宮崎駿監督の最新作『風立ちぬ』を観てきた。映画が素晴らしくてなんか感想を書きたいなと思ってたらいま話題になってたこの要望書を目にする。

 

映画「風立ちぬ」でのタバコの扱いについて(要望) 日本禁煙学会

http://www.nosmoke55.jp/action/1308kazetatinu.html

 

この要望自体はナンセンスだと思うんだけど、なんでナンセンスなのかを考えてると結構自分の中でのこの作品についての感想がまとまりそうなこれを手がかりにしてまとめた文章が以下となります。

 

作中の人物はとても旨そうにタバコを吸う。もちろんスクリーンの前の我々はタバコの害については十分周知されてる、百害あって一利なしは言い過ぎかも知れないけど、利があったとしてもそれに釣り合う対価は最近特に高騰してる。

それでも作品の中でタバコはとても魅力的に描かれる。

この、一般的には害悪とされてるけど、反面、映画の中でとても素晴らしいものとして描かれているものがあって、それは主人公の堀越二郎が開発している戦闘機だ。戦争の道具で人を殺すためのもの、だけど作中ではとても美しく、主人公が常に憧れるものとして描かれている。

要望書の”なぜこの場面でタバコが使われなければならなかったのでしょうか”に対する答えは、とても美味しくて魅力的なタバコが反面、最愛の妻の健康を害するおそれのあるもので、それは二郎が夢にまで憧れる飛行機が人を殺す道具という面を持っていることと相似するからである。これは”他の方法”では表現できない。(ちなみにこの病床の妻の側でタバコを吸うシーンの象徴性は禁煙学会が周知したタバコの害への理解がなくては成り立たないのはとても皮肉なことだと思う。
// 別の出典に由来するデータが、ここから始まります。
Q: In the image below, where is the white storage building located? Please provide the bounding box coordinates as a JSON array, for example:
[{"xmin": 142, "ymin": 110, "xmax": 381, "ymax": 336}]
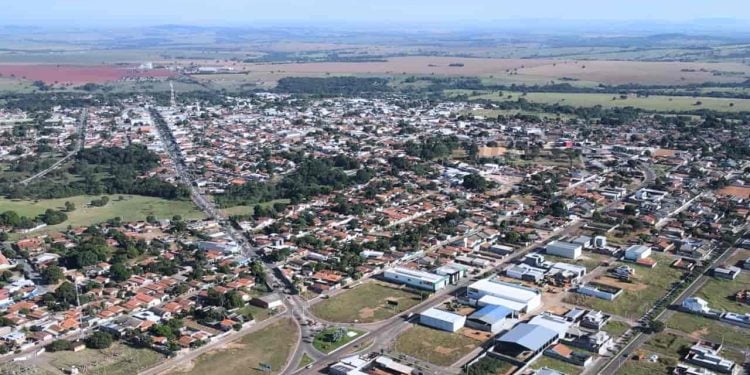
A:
[
  {"xmin": 545, "ymin": 241, "xmax": 582, "ymax": 259},
  {"xmin": 624, "ymin": 245, "xmax": 651, "ymax": 261},
  {"xmin": 419, "ymin": 307, "xmax": 466, "ymax": 332},
  {"xmin": 467, "ymin": 278, "xmax": 542, "ymax": 313}
]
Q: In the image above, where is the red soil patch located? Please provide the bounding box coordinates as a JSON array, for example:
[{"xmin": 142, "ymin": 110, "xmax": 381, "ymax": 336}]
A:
[{"xmin": 0, "ymin": 64, "xmax": 175, "ymax": 84}]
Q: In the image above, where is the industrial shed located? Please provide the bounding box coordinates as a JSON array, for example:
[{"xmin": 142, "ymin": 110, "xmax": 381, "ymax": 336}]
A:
[
  {"xmin": 494, "ymin": 323, "xmax": 559, "ymax": 360},
  {"xmin": 545, "ymin": 241, "xmax": 582, "ymax": 260},
  {"xmin": 419, "ymin": 307, "xmax": 466, "ymax": 332},
  {"xmin": 468, "ymin": 278, "xmax": 542, "ymax": 313},
  {"xmin": 466, "ymin": 304, "xmax": 513, "ymax": 333}
]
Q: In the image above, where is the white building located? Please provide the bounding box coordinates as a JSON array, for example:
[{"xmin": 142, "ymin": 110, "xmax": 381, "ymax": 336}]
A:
[
  {"xmin": 468, "ymin": 278, "xmax": 542, "ymax": 313},
  {"xmin": 545, "ymin": 241, "xmax": 582, "ymax": 260},
  {"xmin": 682, "ymin": 297, "xmax": 710, "ymax": 314},
  {"xmin": 624, "ymin": 245, "xmax": 651, "ymax": 261},
  {"xmin": 383, "ymin": 267, "xmax": 448, "ymax": 291},
  {"xmin": 419, "ymin": 307, "xmax": 466, "ymax": 332}
]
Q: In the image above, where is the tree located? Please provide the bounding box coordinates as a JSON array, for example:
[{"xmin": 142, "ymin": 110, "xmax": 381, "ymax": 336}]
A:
[
  {"xmin": 41, "ymin": 264, "xmax": 64, "ymax": 285},
  {"xmin": 462, "ymin": 173, "xmax": 490, "ymax": 192},
  {"xmin": 110, "ymin": 263, "xmax": 132, "ymax": 282},
  {"xmin": 64, "ymin": 201, "xmax": 76, "ymax": 212},
  {"xmin": 46, "ymin": 339, "xmax": 72, "ymax": 352},
  {"xmin": 85, "ymin": 331, "xmax": 113, "ymax": 349},
  {"xmin": 53, "ymin": 282, "xmax": 77, "ymax": 306},
  {"xmin": 647, "ymin": 320, "xmax": 665, "ymax": 333}
]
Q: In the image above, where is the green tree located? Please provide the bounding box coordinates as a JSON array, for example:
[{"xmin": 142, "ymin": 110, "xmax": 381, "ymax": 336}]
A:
[
  {"xmin": 64, "ymin": 201, "xmax": 76, "ymax": 212},
  {"xmin": 41, "ymin": 264, "xmax": 64, "ymax": 285},
  {"xmin": 110, "ymin": 263, "xmax": 132, "ymax": 282},
  {"xmin": 85, "ymin": 331, "xmax": 113, "ymax": 349}
]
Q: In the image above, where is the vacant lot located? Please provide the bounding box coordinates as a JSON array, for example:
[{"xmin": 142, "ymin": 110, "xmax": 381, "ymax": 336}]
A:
[
  {"xmin": 469, "ymin": 91, "xmax": 750, "ymax": 113},
  {"xmin": 393, "ymin": 325, "xmax": 481, "ymax": 367},
  {"xmin": 310, "ymin": 281, "xmax": 423, "ymax": 323},
  {"xmin": 169, "ymin": 318, "xmax": 298, "ymax": 375},
  {"xmin": 0, "ymin": 342, "xmax": 165, "ymax": 375},
  {"xmin": 0, "ymin": 64, "xmax": 174, "ymax": 84},
  {"xmin": 694, "ymin": 271, "xmax": 750, "ymax": 314},
  {"xmin": 666, "ymin": 312, "xmax": 750, "ymax": 349},
  {"xmin": 565, "ymin": 254, "xmax": 684, "ymax": 319},
  {"xmin": 0, "ymin": 195, "xmax": 204, "ymax": 235}
]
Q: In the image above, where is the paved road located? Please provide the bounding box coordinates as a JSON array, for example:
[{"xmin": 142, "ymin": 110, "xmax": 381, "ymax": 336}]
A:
[{"xmin": 18, "ymin": 108, "xmax": 88, "ymax": 185}]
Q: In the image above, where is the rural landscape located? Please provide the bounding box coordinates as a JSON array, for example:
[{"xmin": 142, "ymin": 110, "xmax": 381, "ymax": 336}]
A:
[{"xmin": 0, "ymin": 1, "xmax": 750, "ymax": 375}]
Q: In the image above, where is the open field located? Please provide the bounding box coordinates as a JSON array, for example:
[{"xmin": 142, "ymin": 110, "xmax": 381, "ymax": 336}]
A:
[
  {"xmin": 532, "ymin": 355, "xmax": 583, "ymax": 375},
  {"xmin": 603, "ymin": 320, "xmax": 632, "ymax": 338},
  {"xmin": 666, "ymin": 312, "xmax": 750, "ymax": 349},
  {"xmin": 393, "ymin": 325, "xmax": 481, "ymax": 367},
  {"xmin": 564, "ymin": 254, "xmax": 685, "ymax": 319},
  {"xmin": 0, "ymin": 195, "xmax": 205, "ymax": 234},
  {"xmin": 0, "ymin": 342, "xmax": 165, "ymax": 375},
  {"xmin": 219, "ymin": 199, "xmax": 290, "ymax": 217},
  {"xmin": 312, "ymin": 327, "xmax": 365, "ymax": 354},
  {"xmin": 168, "ymin": 318, "xmax": 298, "ymax": 375},
  {"xmin": 466, "ymin": 91, "xmax": 750, "ymax": 113},
  {"xmin": 694, "ymin": 272, "xmax": 750, "ymax": 314},
  {"xmin": 310, "ymin": 281, "xmax": 424, "ymax": 323}
]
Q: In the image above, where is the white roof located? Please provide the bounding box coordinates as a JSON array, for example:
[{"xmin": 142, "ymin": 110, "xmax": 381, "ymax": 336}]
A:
[
  {"xmin": 528, "ymin": 314, "xmax": 572, "ymax": 337},
  {"xmin": 469, "ymin": 278, "xmax": 540, "ymax": 303},
  {"xmin": 387, "ymin": 267, "xmax": 446, "ymax": 283},
  {"xmin": 478, "ymin": 295, "xmax": 528, "ymax": 312},
  {"xmin": 420, "ymin": 307, "xmax": 465, "ymax": 324}
]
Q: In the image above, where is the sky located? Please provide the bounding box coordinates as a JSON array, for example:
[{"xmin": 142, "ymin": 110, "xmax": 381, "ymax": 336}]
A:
[{"xmin": 3, "ymin": 0, "xmax": 750, "ymax": 27}]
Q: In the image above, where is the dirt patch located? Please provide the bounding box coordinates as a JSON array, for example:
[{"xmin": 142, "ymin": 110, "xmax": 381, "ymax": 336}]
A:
[
  {"xmin": 547, "ymin": 305, "xmax": 570, "ymax": 316},
  {"xmin": 460, "ymin": 328, "xmax": 492, "ymax": 341},
  {"xmin": 688, "ymin": 327, "xmax": 710, "ymax": 339},
  {"xmin": 359, "ymin": 307, "xmax": 377, "ymax": 319},
  {"xmin": 434, "ymin": 345, "xmax": 458, "ymax": 355},
  {"xmin": 596, "ymin": 276, "xmax": 648, "ymax": 291},
  {"xmin": 0, "ymin": 64, "xmax": 175, "ymax": 84}
]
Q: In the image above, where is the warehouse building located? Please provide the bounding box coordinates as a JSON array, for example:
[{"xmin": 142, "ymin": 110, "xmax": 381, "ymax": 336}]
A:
[
  {"xmin": 466, "ymin": 304, "xmax": 513, "ymax": 333},
  {"xmin": 383, "ymin": 267, "xmax": 448, "ymax": 291},
  {"xmin": 494, "ymin": 323, "xmax": 559, "ymax": 363},
  {"xmin": 468, "ymin": 278, "xmax": 542, "ymax": 313},
  {"xmin": 545, "ymin": 241, "xmax": 582, "ymax": 259},
  {"xmin": 419, "ymin": 307, "xmax": 466, "ymax": 332},
  {"xmin": 624, "ymin": 245, "xmax": 651, "ymax": 261}
]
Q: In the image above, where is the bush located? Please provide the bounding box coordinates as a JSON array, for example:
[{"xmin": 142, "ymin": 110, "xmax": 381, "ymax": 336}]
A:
[
  {"xmin": 46, "ymin": 339, "xmax": 72, "ymax": 352},
  {"xmin": 85, "ymin": 331, "xmax": 113, "ymax": 349}
]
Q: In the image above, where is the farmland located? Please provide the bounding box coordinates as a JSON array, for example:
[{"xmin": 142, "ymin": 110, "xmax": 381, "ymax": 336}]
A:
[
  {"xmin": 168, "ymin": 318, "xmax": 298, "ymax": 375},
  {"xmin": 310, "ymin": 281, "xmax": 425, "ymax": 323},
  {"xmin": 0, "ymin": 64, "xmax": 175, "ymax": 84},
  {"xmin": 464, "ymin": 91, "xmax": 750, "ymax": 113}
]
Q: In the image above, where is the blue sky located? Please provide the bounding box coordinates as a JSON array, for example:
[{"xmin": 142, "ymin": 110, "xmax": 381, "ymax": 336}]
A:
[{"xmin": 3, "ymin": 0, "xmax": 749, "ymax": 26}]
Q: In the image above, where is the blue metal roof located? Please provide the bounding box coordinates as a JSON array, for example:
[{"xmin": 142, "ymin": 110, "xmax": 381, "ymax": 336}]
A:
[
  {"xmin": 496, "ymin": 323, "xmax": 558, "ymax": 351},
  {"xmin": 470, "ymin": 304, "xmax": 512, "ymax": 324}
]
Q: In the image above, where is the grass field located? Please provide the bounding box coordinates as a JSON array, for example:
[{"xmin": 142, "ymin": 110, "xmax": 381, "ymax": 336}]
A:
[
  {"xmin": 603, "ymin": 320, "xmax": 632, "ymax": 338},
  {"xmin": 169, "ymin": 318, "xmax": 298, "ymax": 375},
  {"xmin": 693, "ymin": 270, "xmax": 750, "ymax": 314},
  {"xmin": 393, "ymin": 325, "xmax": 480, "ymax": 367},
  {"xmin": 532, "ymin": 355, "xmax": 583, "ymax": 375},
  {"xmin": 466, "ymin": 91, "xmax": 750, "ymax": 113},
  {"xmin": 0, "ymin": 343, "xmax": 165, "ymax": 375},
  {"xmin": 219, "ymin": 199, "xmax": 290, "ymax": 217},
  {"xmin": 296, "ymin": 353, "xmax": 314, "ymax": 370},
  {"xmin": 666, "ymin": 312, "xmax": 750, "ymax": 349},
  {"xmin": 310, "ymin": 281, "xmax": 424, "ymax": 323},
  {"xmin": 312, "ymin": 327, "xmax": 365, "ymax": 354},
  {"xmin": 0, "ymin": 195, "xmax": 205, "ymax": 234},
  {"xmin": 564, "ymin": 254, "xmax": 685, "ymax": 319}
]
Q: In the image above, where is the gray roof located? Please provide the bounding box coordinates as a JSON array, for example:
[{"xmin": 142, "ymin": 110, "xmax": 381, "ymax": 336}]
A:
[{"xmin": 496, "ymin": 323, "xmax": 558, "ymax": 351}]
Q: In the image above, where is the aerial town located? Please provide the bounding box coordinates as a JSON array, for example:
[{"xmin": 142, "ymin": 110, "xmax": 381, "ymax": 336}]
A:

)

なぜタバコなのか?という問いに対する答えは、なぜ人殺しの道具である戦闘機を――ひいてはミリタリ趣味全般を――愛好するのか?という問いと通じるものがあってその答えはどちらも、どんなに理屈で悪いものだとわかっていても、それが持ってる快感には叶わないから。

はてブでも作品擁護のコメントが目立つし、私も『風立ちぬ』の味方だけど、いちミリタリ趣味の持ち主(あえてミリオタとはいわない)として、自分が何を楽しんでいるのかについては自覚的でありたいなと思います。

 

以下、作品に対する断片的な感想

・カプローニは「飛行機は戦争のためでも商売のためにでもあるのではない」(大意)て言ってたけど、実際には戦争や商売に利用される。戦争や商売を利用して、技術者は自身のエゴを満たす。

・このカプローニみたいな言い訳はミリタリ系の作品を安心して楽しませるために色々工夫してて、『ストライクウィッチーズ』では人以外のものと戦うことで回避。恥ずかしながら未見だけど『ガールズ&パンツァー』では戦車道というスポーツなのでOKとしている(のだよね?)。

・菜穂子さんは関東大震災当時の菜穂子さんがとても好みです。幼さかわいいけど利発さを感じさせる会話が素敵でした。